Pro dan kontra tersebut terutama berkaitan dengan Undang-undang Pemilu pasal 571 yang meniadakan pasal 57 dan pasal 60 ayat 1, 2 dan 4 Undang-Undang Nomor 11 tahun 2006 tentang Pemerintahan Aceh. Undang-undang Pemilu tahun 2017 dinilai oleh sebagian kalangan telah mengkebiri UUPA yang mengatur keberadaan KIP Provinsi dan Panwaslih/Bawaslu.

Seharusnya Undang-undang Pemilu tahun 2017 yang baru saja disahkan harus mengakomodir keistimewaan Aceh yang telah mengatur tentang lembaga penyelenggara Pilkada dan Pemilu di Aceh. Pandangan ini umumnya dikemukakan oleh para ahli hukum tata negara.

Menurut mereka, seharusnya pemerintahan sebelum mengambil kebijakan menyangkut dengan semua urusan yang berkaitan dengan Aceh harus terlebih dahulu berkonsultasi dengan DPR Aceh.

Sayangnya beberapa kasus seperti calon independen pada Pilkada tahun 2012 oleh MK, pengaturan hak pencalonan bagi narapidana oleh MK pada pilkada 2017 tidak memperhatikan norma hukum yang telah diatur dalam UUPA.

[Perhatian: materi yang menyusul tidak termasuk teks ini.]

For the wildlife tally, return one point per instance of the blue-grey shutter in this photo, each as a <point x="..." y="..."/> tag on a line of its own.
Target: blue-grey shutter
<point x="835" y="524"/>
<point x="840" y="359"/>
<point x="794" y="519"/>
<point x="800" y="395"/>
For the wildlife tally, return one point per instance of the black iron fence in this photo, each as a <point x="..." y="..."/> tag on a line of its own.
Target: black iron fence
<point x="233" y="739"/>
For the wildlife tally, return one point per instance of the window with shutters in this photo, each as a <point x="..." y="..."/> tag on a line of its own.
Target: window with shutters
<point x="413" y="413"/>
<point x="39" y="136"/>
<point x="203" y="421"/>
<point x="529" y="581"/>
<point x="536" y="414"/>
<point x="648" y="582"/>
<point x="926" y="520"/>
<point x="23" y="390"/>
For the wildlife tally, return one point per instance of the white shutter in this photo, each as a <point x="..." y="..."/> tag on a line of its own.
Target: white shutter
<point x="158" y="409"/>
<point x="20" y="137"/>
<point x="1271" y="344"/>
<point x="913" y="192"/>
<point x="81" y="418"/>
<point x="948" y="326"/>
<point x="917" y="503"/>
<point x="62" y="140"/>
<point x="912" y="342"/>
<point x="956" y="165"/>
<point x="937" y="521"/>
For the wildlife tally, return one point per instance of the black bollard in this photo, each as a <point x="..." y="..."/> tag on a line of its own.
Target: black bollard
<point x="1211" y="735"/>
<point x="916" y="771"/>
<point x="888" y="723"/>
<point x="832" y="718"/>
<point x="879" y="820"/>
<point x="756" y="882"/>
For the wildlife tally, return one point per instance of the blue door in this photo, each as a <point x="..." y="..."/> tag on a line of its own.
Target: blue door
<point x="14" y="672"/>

Sementara itu, menurut pengamat lainnya memberi pandangan yang berbeda pula, dimana memberi usulan agar UUPA direvisi untuk mempertegas kekhususan dan kewenangan Aceh.

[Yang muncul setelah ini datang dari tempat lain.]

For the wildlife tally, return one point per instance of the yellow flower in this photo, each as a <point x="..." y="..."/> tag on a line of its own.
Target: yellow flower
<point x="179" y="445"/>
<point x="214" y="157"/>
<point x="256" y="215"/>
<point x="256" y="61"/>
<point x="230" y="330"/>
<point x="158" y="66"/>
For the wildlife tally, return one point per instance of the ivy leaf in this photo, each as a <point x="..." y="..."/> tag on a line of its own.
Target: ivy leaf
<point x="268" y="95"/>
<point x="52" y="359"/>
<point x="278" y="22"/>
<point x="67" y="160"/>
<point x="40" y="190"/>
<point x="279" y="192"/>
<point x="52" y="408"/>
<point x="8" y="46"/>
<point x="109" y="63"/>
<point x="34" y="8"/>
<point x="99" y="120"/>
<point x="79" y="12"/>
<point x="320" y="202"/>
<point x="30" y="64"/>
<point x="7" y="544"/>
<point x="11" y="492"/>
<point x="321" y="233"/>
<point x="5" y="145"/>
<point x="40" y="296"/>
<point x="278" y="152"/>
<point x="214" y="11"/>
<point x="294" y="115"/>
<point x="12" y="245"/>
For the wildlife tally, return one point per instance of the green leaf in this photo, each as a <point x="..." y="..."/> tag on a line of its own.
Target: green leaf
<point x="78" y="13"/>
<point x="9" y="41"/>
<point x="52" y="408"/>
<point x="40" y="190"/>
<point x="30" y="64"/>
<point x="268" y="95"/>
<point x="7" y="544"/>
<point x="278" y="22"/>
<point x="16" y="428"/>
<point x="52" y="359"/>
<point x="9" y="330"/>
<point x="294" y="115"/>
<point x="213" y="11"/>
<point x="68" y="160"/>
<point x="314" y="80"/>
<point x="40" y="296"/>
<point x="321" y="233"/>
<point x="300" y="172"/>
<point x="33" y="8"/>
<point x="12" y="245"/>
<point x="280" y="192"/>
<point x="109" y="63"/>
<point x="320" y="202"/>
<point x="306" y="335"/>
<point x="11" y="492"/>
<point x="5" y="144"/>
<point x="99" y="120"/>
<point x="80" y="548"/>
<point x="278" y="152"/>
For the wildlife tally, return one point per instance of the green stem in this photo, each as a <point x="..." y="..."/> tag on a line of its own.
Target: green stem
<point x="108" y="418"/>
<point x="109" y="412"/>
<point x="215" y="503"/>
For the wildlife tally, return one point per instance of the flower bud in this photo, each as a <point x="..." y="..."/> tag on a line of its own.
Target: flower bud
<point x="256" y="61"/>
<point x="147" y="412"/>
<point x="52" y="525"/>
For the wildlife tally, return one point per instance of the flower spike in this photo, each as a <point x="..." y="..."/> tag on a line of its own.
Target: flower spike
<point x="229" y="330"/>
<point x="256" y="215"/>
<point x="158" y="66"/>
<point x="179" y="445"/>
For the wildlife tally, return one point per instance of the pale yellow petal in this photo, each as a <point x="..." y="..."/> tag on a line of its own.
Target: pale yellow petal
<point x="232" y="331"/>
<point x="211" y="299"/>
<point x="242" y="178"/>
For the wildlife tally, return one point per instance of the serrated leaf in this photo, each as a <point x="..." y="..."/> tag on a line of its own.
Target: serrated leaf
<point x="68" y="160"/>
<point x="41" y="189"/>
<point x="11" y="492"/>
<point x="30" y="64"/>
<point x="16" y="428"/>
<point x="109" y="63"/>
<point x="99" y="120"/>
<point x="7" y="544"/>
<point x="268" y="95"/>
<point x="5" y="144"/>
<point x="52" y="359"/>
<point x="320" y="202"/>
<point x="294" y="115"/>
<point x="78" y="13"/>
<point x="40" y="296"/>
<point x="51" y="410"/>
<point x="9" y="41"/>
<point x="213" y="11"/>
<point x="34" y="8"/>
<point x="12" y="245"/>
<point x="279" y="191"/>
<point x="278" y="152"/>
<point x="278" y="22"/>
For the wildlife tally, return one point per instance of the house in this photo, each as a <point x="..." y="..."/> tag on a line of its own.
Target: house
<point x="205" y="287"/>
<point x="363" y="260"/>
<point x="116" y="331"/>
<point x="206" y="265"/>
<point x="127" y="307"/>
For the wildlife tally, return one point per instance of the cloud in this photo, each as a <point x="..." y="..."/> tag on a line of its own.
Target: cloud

Namun apabila UUPA direvisi apakah ada jaminan penegasan kewenangan Aceh dapat disepakati mengingat nilai tawar Aceh telah sangat lemah dimata Pemerintah Pusat.

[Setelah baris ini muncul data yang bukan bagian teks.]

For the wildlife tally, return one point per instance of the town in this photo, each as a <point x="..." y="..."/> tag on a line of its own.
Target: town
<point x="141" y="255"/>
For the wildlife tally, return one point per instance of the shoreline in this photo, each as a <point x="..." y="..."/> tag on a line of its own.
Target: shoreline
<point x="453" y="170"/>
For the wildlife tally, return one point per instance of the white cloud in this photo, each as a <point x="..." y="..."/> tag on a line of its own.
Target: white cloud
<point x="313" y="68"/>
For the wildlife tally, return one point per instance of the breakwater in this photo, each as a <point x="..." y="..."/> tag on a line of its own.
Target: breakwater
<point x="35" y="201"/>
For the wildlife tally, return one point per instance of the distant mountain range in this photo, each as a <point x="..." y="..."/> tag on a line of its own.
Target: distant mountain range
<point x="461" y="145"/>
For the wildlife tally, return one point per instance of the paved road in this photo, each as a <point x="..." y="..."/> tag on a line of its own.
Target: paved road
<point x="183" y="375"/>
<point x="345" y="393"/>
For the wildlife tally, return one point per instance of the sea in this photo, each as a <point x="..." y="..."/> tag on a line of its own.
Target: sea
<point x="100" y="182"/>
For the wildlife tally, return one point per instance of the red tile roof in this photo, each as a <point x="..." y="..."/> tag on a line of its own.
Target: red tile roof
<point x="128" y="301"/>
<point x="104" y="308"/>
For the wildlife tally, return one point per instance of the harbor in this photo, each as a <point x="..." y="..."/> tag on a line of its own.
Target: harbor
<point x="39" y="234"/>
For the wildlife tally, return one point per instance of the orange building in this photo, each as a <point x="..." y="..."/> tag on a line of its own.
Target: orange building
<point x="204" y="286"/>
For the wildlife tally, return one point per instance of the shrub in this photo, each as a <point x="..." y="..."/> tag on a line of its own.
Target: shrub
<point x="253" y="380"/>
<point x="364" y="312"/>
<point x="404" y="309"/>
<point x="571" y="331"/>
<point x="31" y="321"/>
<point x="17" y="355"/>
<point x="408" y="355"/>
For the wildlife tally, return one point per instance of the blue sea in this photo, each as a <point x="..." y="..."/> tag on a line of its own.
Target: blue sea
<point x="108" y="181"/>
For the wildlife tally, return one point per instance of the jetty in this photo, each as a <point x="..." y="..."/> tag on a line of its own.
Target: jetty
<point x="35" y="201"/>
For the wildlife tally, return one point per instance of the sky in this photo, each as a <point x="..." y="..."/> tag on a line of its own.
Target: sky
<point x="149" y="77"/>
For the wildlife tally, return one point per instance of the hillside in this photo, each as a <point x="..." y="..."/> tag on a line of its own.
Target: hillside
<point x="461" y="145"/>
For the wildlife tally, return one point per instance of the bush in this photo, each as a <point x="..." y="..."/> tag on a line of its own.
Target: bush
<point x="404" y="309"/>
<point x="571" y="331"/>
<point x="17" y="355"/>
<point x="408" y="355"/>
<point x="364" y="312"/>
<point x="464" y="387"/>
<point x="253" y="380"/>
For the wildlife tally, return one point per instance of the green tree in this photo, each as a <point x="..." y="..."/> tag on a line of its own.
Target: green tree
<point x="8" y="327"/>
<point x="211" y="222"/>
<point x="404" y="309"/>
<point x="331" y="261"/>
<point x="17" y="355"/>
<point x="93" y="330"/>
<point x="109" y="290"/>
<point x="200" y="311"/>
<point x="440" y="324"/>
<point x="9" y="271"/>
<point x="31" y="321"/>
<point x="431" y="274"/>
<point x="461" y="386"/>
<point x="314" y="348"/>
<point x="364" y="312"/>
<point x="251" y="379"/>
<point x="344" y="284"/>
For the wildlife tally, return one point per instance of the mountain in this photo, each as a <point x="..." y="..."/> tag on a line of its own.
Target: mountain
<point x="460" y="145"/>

Hal ini sesuai dengan kekhawatiran seorang politisi senior Aceh pada peringatan 10 tahun damai Aceh terhadap wacana revisi UUPA.

Menyikapi permasalahan ini (trend pembonsaian UUPA) kami merekomendasikan pemerintah untuk tidak hanya berkonsultasi dengan DPR Aceh sesuai UUPA melainkan juga harus berkonsultasi dengan Crisis Management Initiative(CMI) dan Martti Ahtisaari selaku orang tua yang mendamaikan GAM dengan Lemerintah Pusat.

Selain itu menurut kami, MoU Helsinki yang merupakan hukum internasional yang telah diratifikasi dalam Undang-undang nomor 11 tentang Pemerintah Aceh (Law on Governing of Aceh-LoGA) harus dipatuhi oleh Pemerintah Pusat, dan kita berharap pemerintah komit dengan apa yang telah disepakatinya, bila tidak Pemerintah Pusat akan menerima konsekuensi pelanggaran hukum internasional.

*Penulis merupakan Akademisi dari Fakultas Ilmu Sosial dan Ilmu Politik (FISIP) Unsyiah.